The fetichists are, on the contrary, generally very innocent. At the most they might be prosecuted for theft when they take away their fetiches. One of their worst misdemeanors is that of cutting off the hair of young girls.
Concubinage. Prostitution. Proxenetism. White Slavery.—We have already seen that concubinage should never be punishable in itself, although it is so in some countries. We shall not again return to the question whether prostitution should be the object of judicial and penal actions. Proxenetism and white slavery, on the contrary, cause grave injury to the rights of many individuals and should be made criminal offenses; for they are crimes against society and the individual, and committed for lucre. It cannot be legal to do commerce with the body of one's neighbor: this is a crime which is closely related to slavery and similar abuses. (Vide Chapter X.)

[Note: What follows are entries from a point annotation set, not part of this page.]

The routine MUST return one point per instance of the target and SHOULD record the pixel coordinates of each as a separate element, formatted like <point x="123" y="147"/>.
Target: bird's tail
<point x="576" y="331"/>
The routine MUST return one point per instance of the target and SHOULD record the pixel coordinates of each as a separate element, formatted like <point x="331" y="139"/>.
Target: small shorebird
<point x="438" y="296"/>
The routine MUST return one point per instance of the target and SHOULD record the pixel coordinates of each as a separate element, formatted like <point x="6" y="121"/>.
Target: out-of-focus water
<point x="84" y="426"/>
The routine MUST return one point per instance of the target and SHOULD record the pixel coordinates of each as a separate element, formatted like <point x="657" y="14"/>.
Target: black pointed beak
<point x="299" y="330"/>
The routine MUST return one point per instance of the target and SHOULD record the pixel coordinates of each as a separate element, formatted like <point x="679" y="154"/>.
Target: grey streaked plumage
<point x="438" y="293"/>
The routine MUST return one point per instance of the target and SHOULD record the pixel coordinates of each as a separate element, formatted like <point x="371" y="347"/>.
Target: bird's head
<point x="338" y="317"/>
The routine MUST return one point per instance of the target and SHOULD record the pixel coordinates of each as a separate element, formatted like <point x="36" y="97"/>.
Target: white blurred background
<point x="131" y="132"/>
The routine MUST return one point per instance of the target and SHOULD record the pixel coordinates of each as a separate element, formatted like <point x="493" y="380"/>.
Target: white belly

The law should punish all public solicitation, obscenity or sexual brutality, but the punishment should take a milder form. The sexual act and everything connected with it should be absolutely free, but a man has no right to provoke or annoy his neighbor by indecent sexual invitations if the latter does not wish to respond to them.
It is, however, extremely difficult to fix the limits of what is licit, for prudery may also go too far and regard the most innocent allusions as provocations. It is absolutely necessary to leave a margin for normal sexual invitations. All that is required is that they should not overstep the limits of recognized propriety, so long as there is not mutual agreement between the two parties. (Vide Flirtation, Chapter IV.)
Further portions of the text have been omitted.